Synthetic identity documents dataset

License

Notifications You must be signed in to change notification settings

QuickSign/docxpand

Repository files navigation

DocXPand tool

Requirements

Functionalities

This repository exposes functions to generate documents using templates and generators, contained in docxpand/templates:

  • Templates are SVG files, containing information about the appearence of the documents to generate, i.e. their backgrounds, the fields contained in the document, the positions of these fields etc.
  • Generators are JSON files, containing information on how to generate the fields content.

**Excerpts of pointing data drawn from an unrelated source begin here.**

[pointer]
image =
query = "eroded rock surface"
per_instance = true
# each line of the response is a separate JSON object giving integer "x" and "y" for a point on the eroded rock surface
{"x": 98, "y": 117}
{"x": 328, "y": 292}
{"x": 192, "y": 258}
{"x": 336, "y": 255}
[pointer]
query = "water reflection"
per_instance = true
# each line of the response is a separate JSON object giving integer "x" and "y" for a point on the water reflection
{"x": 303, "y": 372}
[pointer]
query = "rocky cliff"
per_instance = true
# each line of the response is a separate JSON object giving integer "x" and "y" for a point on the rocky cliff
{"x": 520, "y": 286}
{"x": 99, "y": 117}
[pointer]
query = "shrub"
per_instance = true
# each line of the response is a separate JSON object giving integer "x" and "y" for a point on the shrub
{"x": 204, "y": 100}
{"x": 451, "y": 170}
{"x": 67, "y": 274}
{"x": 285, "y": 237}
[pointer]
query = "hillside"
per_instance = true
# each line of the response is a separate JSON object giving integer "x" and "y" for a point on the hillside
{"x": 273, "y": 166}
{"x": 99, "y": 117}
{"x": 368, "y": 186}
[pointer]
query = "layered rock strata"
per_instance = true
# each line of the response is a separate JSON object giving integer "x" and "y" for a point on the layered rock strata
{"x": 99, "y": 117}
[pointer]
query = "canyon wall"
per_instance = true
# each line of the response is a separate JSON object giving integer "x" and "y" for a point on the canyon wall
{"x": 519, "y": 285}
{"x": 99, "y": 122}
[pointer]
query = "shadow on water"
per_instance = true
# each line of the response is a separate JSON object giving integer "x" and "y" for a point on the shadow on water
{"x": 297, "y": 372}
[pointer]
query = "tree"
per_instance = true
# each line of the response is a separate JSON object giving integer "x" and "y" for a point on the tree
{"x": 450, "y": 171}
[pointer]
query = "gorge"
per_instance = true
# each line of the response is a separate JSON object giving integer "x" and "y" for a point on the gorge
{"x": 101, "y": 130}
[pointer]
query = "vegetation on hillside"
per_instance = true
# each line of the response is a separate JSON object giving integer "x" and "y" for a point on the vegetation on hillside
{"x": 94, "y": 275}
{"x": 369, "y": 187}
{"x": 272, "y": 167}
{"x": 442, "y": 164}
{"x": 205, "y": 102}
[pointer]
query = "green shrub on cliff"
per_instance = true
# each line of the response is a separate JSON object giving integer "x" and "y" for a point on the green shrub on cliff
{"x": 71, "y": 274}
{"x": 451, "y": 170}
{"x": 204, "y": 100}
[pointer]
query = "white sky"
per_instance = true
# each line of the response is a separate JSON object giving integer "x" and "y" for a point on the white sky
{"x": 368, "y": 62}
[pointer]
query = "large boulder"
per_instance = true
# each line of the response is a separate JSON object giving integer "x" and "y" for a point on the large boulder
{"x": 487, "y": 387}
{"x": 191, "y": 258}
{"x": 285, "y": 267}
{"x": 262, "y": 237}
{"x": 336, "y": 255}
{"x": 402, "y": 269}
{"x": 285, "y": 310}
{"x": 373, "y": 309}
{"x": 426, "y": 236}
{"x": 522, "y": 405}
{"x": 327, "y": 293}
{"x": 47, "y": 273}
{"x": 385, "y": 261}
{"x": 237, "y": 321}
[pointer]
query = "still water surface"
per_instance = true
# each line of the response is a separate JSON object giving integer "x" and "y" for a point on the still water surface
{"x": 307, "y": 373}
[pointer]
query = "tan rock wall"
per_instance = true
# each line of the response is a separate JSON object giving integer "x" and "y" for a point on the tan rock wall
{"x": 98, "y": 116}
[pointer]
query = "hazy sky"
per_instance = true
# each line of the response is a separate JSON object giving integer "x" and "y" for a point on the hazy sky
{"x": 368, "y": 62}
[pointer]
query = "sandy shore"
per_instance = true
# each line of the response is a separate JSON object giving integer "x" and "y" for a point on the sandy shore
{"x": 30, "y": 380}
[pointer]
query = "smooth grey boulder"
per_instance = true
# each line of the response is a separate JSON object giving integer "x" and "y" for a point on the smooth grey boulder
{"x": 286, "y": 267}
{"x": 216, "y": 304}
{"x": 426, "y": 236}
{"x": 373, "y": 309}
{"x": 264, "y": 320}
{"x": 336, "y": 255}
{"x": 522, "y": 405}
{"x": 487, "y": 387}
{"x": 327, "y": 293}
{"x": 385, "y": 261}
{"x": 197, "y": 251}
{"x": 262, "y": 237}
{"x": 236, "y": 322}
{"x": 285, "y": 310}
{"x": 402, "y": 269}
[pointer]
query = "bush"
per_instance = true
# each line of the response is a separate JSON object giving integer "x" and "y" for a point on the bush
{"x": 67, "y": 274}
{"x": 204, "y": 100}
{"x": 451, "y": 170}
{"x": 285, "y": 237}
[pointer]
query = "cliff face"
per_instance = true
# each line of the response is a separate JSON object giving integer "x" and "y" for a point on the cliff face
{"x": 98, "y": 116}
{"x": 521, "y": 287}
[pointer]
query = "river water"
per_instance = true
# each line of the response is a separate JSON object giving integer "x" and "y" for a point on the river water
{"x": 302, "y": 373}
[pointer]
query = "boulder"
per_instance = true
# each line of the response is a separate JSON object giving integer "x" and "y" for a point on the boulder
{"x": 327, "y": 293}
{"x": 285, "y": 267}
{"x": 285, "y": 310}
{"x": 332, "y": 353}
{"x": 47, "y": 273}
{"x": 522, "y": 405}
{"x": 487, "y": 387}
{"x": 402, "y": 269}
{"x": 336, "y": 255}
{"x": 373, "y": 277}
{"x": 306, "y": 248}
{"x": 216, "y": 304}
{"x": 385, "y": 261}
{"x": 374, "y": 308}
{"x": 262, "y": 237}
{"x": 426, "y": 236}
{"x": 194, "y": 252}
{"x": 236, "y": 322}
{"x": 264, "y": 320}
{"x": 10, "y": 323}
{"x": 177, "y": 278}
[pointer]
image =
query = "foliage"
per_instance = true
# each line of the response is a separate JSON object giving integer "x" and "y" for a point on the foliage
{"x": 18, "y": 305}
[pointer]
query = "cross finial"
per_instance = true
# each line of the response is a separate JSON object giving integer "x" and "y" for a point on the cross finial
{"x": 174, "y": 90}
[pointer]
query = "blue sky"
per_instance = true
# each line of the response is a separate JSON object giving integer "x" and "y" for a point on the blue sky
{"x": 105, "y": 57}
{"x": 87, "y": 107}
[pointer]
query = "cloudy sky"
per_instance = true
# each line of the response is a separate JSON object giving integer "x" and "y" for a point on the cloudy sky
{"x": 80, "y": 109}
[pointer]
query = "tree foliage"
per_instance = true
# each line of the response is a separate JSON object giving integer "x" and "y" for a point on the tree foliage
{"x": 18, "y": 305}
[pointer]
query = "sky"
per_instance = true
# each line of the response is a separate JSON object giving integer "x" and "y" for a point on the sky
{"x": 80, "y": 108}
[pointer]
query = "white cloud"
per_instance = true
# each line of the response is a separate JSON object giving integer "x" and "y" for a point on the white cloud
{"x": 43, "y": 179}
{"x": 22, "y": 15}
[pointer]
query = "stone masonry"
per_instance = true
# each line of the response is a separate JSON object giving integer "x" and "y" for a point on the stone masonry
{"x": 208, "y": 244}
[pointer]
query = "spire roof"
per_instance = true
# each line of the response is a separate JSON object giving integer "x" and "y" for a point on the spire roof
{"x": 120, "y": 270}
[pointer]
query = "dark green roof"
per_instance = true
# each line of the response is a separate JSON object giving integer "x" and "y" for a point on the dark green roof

This repository allows to :

  • Generate documents for known templates (id_card_td1_a, id_card_td1_b, id_card_td2_a, id_card_td2_b, pp_td3_a, pp_td3_b, pp_td3_c, rp_card_td1 and rp_card_td2 ), by filling the templates with random fake information.
  • Integrate generated document in some scenes, to replace other documents originally present in the scenes.
    • It implies you have some dataset of background scenes usable for this task, with coordinates of original documents to replace by generated fake documents.
    • To integrate documents, use the insert_generated_documents_in_scenes.py script, that takes as input the directory containing the generated document images, a JSON dataset containing information obout those document images (generated by above script), the directory containing "scene" (background) images, a JSON dataset containing localization information, and an output directory to store the final images. The background scene images must contain images that are present in the docxpand/specimens directory. See the SOURCES.md file for more information.
    • All JSON datasets must follow the DocFakerDataset format, defined in docxpand/dataset.py.

Installation

Run

poetry install

Usage

To generate documents, run:

poetry run python scripts/generate_fake_structured_documents.py -n <number_to_generate> -o <output_directory> -t <template_to_use> -w <path_to_chrome_driver_path>

To insert document in target images, run:

poetry run python scripts/insert_generated_documents_in_scenes.py -di <document_images_directory> -dd <documents_dataset> -si <scene_images_directory> -sd <scenes_dataset> -o <output_directory>

DocXPand-25k dataset

The synthetic ID document images dataset ("DocXPand-25k"), released alongside this tool, is licensed under the Creative Commons Attribution-NonCommercial-ShareAlike 4.0 International License. To view a copy of this license, visit https://creativecommons.org/licenses/by-nc-sa/4.0/ or send a letter to Creative Commons, PO Box 1866, Mountain View, CA 94042, USA.

You can download the dataset from this release. It's split into 12 parts (DocXPand-25k.tar.gz.xx, from 00 to 11). Once you've downloaded all 12 binary files, you can extract the content using the following command : cat DocXPand-25k.tar.gz.* | tar xzvf -. The labels are stored in a JSON format, which is readable using the DocFakerDataset class. The document images are stored in the images/ folder, which contains one sub-folder per-class. The original image fields (identity photos, ghost images, barcodes, datamatrices) integrated in the documents are stored in the fields/ sub-folder.